El ejecutivo se abstuvo de declarar y dar una explicación a la Justicia. Ahora la jueza Lucero está esperando el resultado de los informes técnicos y de otras medidas judiciales para ver si cita o no a declaración indagatoria a otros responsables de la firma comercial.
La Ley de Residuos Peligrosos es clara y determina responsabilidades puntuales en el manejo de los desechos de las empresas.
A raíz de la detección oficial de ácido sulfúrico en la propiedad, la Justicia envió un oficio informando la situación al Instituto Nacional de Vitivinicultura (INV). Como consecuencia de eso, el jefe de la Sección San Juan del INV, el enólogo Alejandro Rodrigo, ordenó realizar una inspección a la bodega.
"Dentro del predio que la bodega tiene inscripta en el INV no hemos encontrado ácido sulfúrico”, informó Rodrigo.
El enólogo Rodrigo explicó que el INV tiene jurisdicción para inspeccionar sólo dentro del perímetro denunciado. Eso no quita que la propiedad sea más extensa y que en otro lugar puedan tener ese químico.
Si bien la bodega Jugos y Vinos Andinos S.A. está inscripta en el INV para la elaboración de vinos y mostos, en la práctica sólo producen mostos.
Antiguamente el ácido sulfúrico se usaba para darle color al vino tinto.
Pero, según fuentes involucradas en la investigación, desde hace años que ese químico ya no se usa en esa práctica. Y el único motivo por el que pueden llegar a tenerlo en una bodega es en cantidades mínimas (dan como ejemplo botellas de 1 litro) y para usos de laboratorio.

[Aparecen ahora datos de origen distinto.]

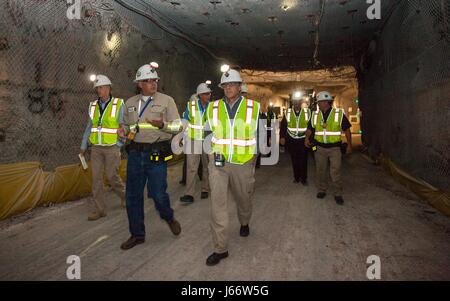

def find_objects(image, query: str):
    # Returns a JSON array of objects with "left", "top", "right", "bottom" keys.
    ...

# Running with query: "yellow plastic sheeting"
[
  {"left": 0, "top": 162, "right": 44, "bottom": 219},
  {"left": 379, "top": 156, "right": 450, "bottom": 216}
]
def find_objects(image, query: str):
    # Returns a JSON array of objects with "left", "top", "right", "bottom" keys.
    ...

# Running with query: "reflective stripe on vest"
[
  {"left": 213, "top": 100, "right": 219, "bottom": 126},
  {"left": 286, "top": 108, "right": 309, "bottom": 139},
  {"left": 111, "top": 98, "right": 119, "bottom": 118},
  {"left": 207, "top": 97, "right": 259, "bottom": 164},
  {"left": 91, "top": 128, "right": 117, "bottom": 134},
  {"left": 312, "top": 108, "right": 344, "bottom": 143}
]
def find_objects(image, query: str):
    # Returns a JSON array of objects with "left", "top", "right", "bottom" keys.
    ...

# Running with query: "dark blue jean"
[{"left": 126, "top": 150, "right": 173, "bottom": 238}]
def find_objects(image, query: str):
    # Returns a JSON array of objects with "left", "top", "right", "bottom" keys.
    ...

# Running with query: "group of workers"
[{"left": 81, "top": 63, "right": 351, "bottom": 266}]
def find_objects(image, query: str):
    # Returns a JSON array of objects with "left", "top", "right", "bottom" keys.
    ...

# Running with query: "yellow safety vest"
[
  {"left": 188, "top": 100, "right": 205, "bottom": 140},
  {"left": 89, "top": 98, "right": 123, "bottom": 145},
  {"left": 311, "top": 108, "right": 344, "bottom": 143},
  {"left": 286, "top": 108, "right": 311, "bottom": 139},
  {"left": 206, "top": 97, "right": 259, "bottom": 165}
]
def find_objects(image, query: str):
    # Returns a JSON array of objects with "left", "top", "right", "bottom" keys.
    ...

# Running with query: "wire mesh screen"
[
  {"left": 360, "top": 0, "right": 450, "bottom": 190},
  {"left": 0, "top": 0, "right": 214, "bottom": 170}
]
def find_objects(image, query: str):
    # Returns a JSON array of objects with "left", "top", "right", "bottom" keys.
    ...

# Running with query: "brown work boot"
[
  {"left": 167, "top": 219, "right": 181, "bottom": 235},
  {"left": 120, "top": 236, "right": 145, "bottom": 250},
  {"left": 88, "top": 211, "right": 106, "bottom": 221}
]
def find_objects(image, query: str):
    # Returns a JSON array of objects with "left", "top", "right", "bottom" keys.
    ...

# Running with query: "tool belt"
[{"left": 125, "top": 140, "right": 173, "bottom": 162}]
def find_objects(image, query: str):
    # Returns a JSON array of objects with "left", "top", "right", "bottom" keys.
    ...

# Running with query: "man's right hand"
[{"left": 305, "top": 138, "right": 312, "bottom": 148}]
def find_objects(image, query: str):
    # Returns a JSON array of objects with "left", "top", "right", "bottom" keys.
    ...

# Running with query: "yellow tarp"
[{"left": 0, "top": 156, "right": 181, "bottom": 220}]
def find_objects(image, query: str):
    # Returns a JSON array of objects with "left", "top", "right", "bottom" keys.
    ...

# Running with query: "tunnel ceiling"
[{"left": 116, "top": 0, "right": 398, "bottom": 70}]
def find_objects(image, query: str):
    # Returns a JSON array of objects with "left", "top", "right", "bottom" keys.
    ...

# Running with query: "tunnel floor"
[{"left": 0, "top": 152, "right": 450, "bottom": 280}]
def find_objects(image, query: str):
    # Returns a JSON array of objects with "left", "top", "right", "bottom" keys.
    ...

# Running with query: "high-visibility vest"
[
  {"left": 311, "top": 108, "right": 344, "bottom": 143},
  {"left": 188, "top": 100, "right": 205, "bottom": 140},
  {"left": 89, "top": 98, "right": 123, "bottom": 145},
  {"left": 286, "top": 108, "right": 311, "bottom": 139},
  {"left": 206, "top": 97, "right": 260, "bottom": 165}
]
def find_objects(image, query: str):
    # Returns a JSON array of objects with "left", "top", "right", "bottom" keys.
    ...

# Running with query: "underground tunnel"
[{"left": 0, "top": 0, "right": 450, "bottom": 281}]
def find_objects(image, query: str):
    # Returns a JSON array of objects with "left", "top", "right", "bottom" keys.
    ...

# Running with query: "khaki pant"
[
  {"left": 209, "top": 155, "right": 255, "bottom": 253},
  {"left": 314, "top": 146, "right": 342, "bottom": 196},
  {"left": 185, "top": 153, "right": 209, "bottom": 196},
  {"left": 91, "top": 145, "right": 125, "bottom": 213}
]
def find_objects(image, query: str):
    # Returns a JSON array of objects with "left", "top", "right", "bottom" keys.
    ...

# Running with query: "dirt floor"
[{"left": 0, "top": 153, "right": 450, "bottom": 280}]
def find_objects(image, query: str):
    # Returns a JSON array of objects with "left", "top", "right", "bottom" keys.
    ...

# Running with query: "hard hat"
[
  {"left": 94, "top": 74, "right": 112, "bottom": 88},
  {"left": 197, "top": 83, "right": 211, "bottom": 95},
  {"left": 241, "top": 83, "right": 248, "bottom": 93},
  {"left": 317, "top": 91, "right": 333, "bottom": 101},
  {"left": 134, "top": 62, "right": 159, "bottom": 83},
  {"left": 219, "top": 69, "right": 242, "bottom": 88}
]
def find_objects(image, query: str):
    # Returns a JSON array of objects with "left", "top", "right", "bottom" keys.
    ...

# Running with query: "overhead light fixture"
[{"left": 220, "top": 64, "right": 230, "bottom": 73}]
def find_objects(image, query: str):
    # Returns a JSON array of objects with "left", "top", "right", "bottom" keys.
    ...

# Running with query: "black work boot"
[
  {"left": 120, "top": 236, "right": 145, "bottom": 250},
  {"left": 167, "top": 219, "right": 181, "bottom": 235},
  {"left": 317, "top": 192, "right": 327, "bottom": 199},
  {"left": 334, "top": 195, "right": 344, "bottom": 205},
  {"left": 239, "top": 225, "right": 250, "bottom": 237},
  {"left": 180, "top": 195, "right": 194, "bottom": 203},
  {"left": 206, "top": 251, "right": 228, "bottom": 266}
]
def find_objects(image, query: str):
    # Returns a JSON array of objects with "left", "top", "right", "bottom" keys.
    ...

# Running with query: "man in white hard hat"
[
  {"left": 180, "top": 82, "right": 212, "bottom": 203},
  {"left": 80, "top": 74, "right": 125, "bottom": 221},
  {"left": 120, "top": 63, "right": 185, "bottom": 250},
  {"left": 280, "top": 91, "right": 311, "bottom": 186},
  {"left": 205, "top": 65, "right": 259, "bottom": 266},
  {"left": 305, "top": 91, "right": 352, "bottom": 205}
]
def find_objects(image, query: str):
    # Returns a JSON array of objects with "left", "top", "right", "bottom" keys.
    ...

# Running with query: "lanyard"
[{"left": 136, "top": 97, "right": 153, "bottom": 124}]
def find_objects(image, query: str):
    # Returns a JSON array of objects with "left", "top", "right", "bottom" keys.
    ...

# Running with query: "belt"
[{"left": 127, "top": 140, "right": 170, "bottom": 152}]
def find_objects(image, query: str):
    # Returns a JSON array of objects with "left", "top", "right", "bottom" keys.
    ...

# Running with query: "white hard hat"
[
  {"left": 197, "top": 83, "right": 211, "bottom": 95},
  {"left": 317, "top": 91, "right": 333, "bottom": 101},
  {"left": 241, "top": 83, "right": 248, "bottom": 93},
  {"left": 134, "top": 63, "right": 159, "bottom": 83},
  {"left": 219, "top": 69, "right": 242, "bottom": 88},
  {"left": 94, "top": 74, "right": 112, "bottom": 88}
]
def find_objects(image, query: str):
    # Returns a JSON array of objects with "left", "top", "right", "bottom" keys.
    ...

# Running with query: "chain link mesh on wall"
[
  {"left": 359, "top": 0, "right": 450, "bottom": 191},
  {"left": 0, "top": 0, "right": 215, "bottom": 170}
]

Para poder adquirir ácido sulfúrico, se debe estar inscripto en la secretaría nacional llamada SEDRONAR (Secretaría de Programación para la Prevención de Lucha contra la Drogadicción y el Narcotráfico).
La presencia del ácido sulfúrico en los desechos de la planta de tratamiento fue descubierta por los técnicos de la Secretaría de Ambiente del gobierno provincial. Estaba en las muestras que tomaron del lugar donde se quemaron los dos menores que ingresaron a la propiedad que, en ese momento, no estaba debidamente cercada.
La planta de tratamiento tiene una extensión de unos 60 metros cuadrados. Y la presencia de los desechos mal tratados ocupaban una superficie de dos metros cuadrados. Allí es donde la temperatura era de 79° en la superficie y de 300° a 60 centímetros de profundidad.
Yalia Daroni, subsecretaria de Desarrollo Sustentable de Ambiente, informó que "hubo un mal procedimiento en la planta de tratamiento de los desechos. Pero es posible que el ácido sulfúrico se haya producido como una consecuencia de la mezcla del agua con el anhídrido sulfuroso, el cual se usa legalmente en la producción de mosto”.
Ahora es la jueza Lucero quien deberá decidir los pasos a seguir de la investigación judicial, una vez que tenga en la mano todos esos informes técnicos.
"Acto heroico”
No es menor un dato en la investigación judicial cómo se sucedieron los hechos del caso de los dos menores quemados en una bodega de San Martín. Uno de los menores se cayó sobre una especie de montículo de barro seco que había en el predio de desechos de la planta de tratamiento. El otro, ante el pedido de su amigo, también se quemó cuando lo ayudó a salir del lugar. Y así fue como ambos se quemaron. Penalmente está la figura del "acto heroico”, en la cual encuadraría la acción del segundo menor quemado. Esa figura le permitiría zafar a la bodega del delito de lesiones en el caso del segundo menor quemado, ya que fue un acto voluntario.
Por las dos muertes, sobreseídos
Casualmente también fue la jueza Mónica Lucero la que intervino en el otro caso en el que se vio involucrado el Grupo Peñaflor, cuando dos operarios murieron mientras limpiaban una pileta de otra de las bodegas que esa compañía tiene en el departamento San Martín. Se trata de la firma comercial Andean Viñas. En octubre de 2005 murieron en ese lugar Mario Ponce y Roberto Poniz. Los informes técnicos determinaron que murieron asfixiados por la presencia de nitrógeno en la pileta. Como no hubo una intoxicación, y los operarios no habrían usado los elementos de seguridad, la jueza Lucero terminó sobreseyendo a la empresa de responsabilidades penales.